The case involves what was “thought to be a tumor on a patient’s liver that showed up on various tests, including a CT scan and ultrasound,” explained Father Ronald Browne, moderator of the curia for the Diocese of Marquette. “However, when exploratory surgery was done, there was no tumor to be found.” The patient’s doctor and radiologist said they can offer no explanation for the apparent cure.
The patient, the patient’s family and their parish priest had prayed for healing, invoking the intercession of Bishop Baraga.
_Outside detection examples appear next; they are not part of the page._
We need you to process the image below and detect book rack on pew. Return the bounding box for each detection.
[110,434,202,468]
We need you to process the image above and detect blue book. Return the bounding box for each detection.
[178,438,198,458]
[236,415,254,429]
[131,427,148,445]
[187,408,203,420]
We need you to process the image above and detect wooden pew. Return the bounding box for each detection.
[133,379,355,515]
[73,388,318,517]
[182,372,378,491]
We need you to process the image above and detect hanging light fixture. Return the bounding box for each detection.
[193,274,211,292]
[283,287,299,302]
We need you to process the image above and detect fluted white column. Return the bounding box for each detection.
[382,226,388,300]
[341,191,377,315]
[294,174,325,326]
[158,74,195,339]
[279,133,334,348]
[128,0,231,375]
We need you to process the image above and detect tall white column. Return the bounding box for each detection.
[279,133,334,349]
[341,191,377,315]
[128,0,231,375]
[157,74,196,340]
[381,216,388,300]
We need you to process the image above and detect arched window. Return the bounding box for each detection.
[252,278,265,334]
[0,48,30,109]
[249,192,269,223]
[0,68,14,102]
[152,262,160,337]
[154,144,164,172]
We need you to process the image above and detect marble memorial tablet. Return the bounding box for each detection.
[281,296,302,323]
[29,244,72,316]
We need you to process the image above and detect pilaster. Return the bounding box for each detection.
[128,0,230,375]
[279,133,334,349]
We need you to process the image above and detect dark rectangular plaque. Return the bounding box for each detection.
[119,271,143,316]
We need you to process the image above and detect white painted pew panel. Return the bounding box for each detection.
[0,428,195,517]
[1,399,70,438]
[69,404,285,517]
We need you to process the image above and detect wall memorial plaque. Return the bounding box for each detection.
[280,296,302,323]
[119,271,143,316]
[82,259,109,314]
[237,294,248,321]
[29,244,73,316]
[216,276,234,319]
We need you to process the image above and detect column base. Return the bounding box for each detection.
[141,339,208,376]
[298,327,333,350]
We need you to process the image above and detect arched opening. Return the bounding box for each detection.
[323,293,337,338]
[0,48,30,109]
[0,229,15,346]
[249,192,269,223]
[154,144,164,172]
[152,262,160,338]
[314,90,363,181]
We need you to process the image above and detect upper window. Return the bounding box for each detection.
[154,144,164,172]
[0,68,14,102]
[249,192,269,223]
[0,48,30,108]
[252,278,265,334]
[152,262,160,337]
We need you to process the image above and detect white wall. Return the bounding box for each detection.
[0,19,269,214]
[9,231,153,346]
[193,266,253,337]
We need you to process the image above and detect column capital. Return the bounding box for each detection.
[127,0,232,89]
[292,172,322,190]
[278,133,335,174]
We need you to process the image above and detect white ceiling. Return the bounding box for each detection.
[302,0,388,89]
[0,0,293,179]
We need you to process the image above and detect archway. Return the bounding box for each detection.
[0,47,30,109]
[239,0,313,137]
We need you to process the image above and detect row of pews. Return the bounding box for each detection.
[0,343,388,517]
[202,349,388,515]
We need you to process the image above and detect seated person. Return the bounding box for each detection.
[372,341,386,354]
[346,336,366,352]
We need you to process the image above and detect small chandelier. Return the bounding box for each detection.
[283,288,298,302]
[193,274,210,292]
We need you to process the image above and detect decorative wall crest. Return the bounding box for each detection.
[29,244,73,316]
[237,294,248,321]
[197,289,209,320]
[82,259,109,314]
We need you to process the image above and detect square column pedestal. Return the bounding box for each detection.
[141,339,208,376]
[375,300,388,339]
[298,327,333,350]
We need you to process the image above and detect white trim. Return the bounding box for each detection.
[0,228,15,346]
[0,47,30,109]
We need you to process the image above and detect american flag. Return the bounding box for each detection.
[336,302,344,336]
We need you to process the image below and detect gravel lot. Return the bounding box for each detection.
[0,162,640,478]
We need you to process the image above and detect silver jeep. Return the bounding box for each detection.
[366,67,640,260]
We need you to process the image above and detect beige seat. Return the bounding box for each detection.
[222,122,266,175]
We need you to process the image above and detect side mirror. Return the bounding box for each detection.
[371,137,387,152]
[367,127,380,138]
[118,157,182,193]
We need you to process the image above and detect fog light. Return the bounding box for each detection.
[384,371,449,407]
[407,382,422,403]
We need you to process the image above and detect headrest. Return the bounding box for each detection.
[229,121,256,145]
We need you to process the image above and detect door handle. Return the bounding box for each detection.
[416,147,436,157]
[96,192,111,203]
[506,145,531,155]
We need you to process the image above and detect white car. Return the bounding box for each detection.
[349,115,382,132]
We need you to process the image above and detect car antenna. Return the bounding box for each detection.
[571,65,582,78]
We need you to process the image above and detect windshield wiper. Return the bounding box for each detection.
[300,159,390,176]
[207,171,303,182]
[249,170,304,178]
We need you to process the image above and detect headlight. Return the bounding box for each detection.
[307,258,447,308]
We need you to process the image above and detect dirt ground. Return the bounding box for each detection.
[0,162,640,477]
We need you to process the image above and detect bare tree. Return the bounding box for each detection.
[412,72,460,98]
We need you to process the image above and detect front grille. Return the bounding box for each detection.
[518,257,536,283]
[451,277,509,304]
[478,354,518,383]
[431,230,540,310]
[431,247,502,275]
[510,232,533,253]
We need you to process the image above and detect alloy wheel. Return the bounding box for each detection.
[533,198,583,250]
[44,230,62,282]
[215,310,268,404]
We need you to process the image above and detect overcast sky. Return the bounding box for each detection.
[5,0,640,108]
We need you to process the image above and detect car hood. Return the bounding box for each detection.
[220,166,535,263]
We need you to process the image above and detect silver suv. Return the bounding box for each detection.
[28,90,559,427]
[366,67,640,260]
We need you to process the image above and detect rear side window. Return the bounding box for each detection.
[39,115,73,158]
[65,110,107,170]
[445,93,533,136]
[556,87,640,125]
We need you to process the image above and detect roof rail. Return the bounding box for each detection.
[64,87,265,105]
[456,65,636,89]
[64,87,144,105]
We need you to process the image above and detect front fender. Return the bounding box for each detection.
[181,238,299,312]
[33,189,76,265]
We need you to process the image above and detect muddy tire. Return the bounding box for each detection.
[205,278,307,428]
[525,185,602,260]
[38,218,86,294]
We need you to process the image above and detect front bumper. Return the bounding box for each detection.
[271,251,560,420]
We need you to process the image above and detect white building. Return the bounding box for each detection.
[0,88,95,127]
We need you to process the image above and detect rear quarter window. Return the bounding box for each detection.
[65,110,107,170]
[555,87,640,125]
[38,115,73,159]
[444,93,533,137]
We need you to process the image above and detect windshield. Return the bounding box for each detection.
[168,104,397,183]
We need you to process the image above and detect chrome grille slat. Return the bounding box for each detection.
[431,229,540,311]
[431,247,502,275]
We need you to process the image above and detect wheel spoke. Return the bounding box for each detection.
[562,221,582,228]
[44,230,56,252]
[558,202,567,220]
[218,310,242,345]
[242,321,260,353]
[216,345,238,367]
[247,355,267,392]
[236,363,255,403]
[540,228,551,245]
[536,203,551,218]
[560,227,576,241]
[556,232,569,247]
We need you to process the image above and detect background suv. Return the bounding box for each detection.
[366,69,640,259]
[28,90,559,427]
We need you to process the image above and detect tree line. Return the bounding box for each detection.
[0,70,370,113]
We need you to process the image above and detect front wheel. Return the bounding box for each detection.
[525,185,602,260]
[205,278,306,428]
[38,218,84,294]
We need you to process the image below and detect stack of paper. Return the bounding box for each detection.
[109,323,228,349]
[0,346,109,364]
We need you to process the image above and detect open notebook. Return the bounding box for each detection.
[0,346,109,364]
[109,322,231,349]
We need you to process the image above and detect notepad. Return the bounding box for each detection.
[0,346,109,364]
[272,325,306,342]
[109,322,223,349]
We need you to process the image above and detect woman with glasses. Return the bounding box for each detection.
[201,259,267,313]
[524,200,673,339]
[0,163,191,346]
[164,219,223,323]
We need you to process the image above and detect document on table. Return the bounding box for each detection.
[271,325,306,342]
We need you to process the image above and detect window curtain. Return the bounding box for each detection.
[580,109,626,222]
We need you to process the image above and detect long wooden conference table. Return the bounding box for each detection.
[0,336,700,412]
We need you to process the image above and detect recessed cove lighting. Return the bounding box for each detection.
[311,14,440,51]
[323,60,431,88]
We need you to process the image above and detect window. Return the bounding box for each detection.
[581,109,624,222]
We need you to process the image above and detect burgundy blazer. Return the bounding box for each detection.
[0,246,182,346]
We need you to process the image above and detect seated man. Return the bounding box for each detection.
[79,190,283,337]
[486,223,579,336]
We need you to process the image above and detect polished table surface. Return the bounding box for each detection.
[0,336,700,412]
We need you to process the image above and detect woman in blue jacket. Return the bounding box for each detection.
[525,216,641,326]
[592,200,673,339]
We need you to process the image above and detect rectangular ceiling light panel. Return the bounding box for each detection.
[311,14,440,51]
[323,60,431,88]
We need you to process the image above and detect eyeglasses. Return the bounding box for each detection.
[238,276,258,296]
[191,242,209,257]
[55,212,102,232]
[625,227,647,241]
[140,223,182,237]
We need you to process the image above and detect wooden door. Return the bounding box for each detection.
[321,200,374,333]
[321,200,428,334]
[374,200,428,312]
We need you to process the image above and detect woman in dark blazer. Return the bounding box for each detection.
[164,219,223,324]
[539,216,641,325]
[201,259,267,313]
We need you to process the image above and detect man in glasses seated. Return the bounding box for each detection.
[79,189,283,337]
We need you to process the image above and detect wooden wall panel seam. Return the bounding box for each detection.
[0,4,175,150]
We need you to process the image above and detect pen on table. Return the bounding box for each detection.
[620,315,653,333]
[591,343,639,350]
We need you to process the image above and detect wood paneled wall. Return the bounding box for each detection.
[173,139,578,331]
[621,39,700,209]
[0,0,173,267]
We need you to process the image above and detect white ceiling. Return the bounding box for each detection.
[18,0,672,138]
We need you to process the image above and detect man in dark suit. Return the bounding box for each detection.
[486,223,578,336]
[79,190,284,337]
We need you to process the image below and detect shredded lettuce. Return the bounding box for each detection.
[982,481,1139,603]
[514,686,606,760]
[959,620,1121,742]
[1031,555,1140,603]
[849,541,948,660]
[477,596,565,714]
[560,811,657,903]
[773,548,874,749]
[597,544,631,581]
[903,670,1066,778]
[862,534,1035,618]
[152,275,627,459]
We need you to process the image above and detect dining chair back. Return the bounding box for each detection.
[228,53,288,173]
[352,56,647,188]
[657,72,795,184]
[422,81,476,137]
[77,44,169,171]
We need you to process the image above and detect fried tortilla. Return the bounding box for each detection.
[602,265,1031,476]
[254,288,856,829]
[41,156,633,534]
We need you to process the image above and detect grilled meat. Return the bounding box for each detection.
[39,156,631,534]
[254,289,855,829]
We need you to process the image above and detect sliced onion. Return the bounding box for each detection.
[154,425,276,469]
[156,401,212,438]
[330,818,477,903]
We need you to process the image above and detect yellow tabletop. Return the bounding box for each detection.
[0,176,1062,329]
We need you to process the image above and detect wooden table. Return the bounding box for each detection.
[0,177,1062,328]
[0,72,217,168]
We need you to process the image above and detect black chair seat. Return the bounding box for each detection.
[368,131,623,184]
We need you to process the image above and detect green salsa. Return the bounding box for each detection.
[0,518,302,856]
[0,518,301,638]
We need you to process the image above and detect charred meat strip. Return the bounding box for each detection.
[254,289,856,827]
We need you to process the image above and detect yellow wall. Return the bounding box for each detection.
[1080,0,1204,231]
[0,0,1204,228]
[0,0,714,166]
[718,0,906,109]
Additionally, Bishop Baraga’s stole had been placed on the patient’s abdomen, after which the patient reported that the pain had gone away.
An official inquiry to investigate the alleged miracle began on March 12 when members of a canonical tribunal signed documents to open the process. Bishop Sample has appointed Father Browne to lead the work of the tribunal. Other members of the team include Father Ben Paris as promoter of justice, Elizabeth Delene as notary, Judy Jason as copier (transcriptionist) and Dr. John G. Kublin, M.D. as the medical expert. Father Michael Steber, pastor of St. Peter Cathedral in Marquette, will serve as chancellor to open and close the inquiry process. The members of the tribunal took an oath affirming they would perform their duties as investigators “in the eyes of God.”
Father Browne said, “It is presumed (by the Church) that there is not a miracle” until one is proven. The work of the tribunal is to gather documentation and testimony of the purported miracle to present to the postulator for the Baraga cause for sainthood, Andrea Ambrosi, who will travel to the Diocese of Marquette in July. He will take the reports back to Rome for the Congregation for the Causes of Saints to weigh the evidence and determine if a miracle did indeed occur.
To be officially declared a saint by the Church, a candidate for sainthood must clear three hurdles. Firstly, a rigorous investigation into the candidate’s life, virtues and writings must determine he or she demonstrates heroic virtues or suffered martyrdom. When the candidate’s heroic virtue or martyrdom has been officially recognized by the pope, the person may then be called “Venerable.”
In the second step of the process, a miracle attributable to the intercession of the person whose sainthood is being sought must be proven, after which he or she is officially bestowed the title of “Blessed.” And finally, to be officially declared a saint by the Church, a second miracle must be proven, which can be attributed to the blessed candidate’s intercession following his beatification.
While the cause for sainthood for Bishop Baraga was initiated in 1952, the alleged miracle has spurred new interest in Rome. The Congregation for the Causes of Saints will again review the positio (a comprehensive summary of the candidate’s life, virtues and writings by and about him) and make a recommendation to Pope Benedict XVI regarding Bishop Baraga’s heroic virtue. The Holy Father will then decide whether the title of “Venerable” can be conferred on Bishop Baraga.
Born in Slovenia in 1797, Bishop Baraga came to the U.S. as a missionary to the Odawa and Ojibwa people of the upper Great Lakes region in 1830. He traveled throughout the 80,000 square-mile territory by canoe, horse, showshoe and even dog sled. He was consecrated a bishop and appointed vicar apostolic of the Upper Peninsula in 1853. When the vicariate apostolic was established as the Diocese of Sault Ste. Marie (now called the Diocese of Marquette) in 1857, Baraga served as its first bishop until his death in 1868. His work includes an Ojibwa-English dictionary, which is still in use today. The Bishop Baraga Association was established in 1930 to promote the cause for sainthood of the “Snowshoe Priest,” as Bishop Baraga has been called.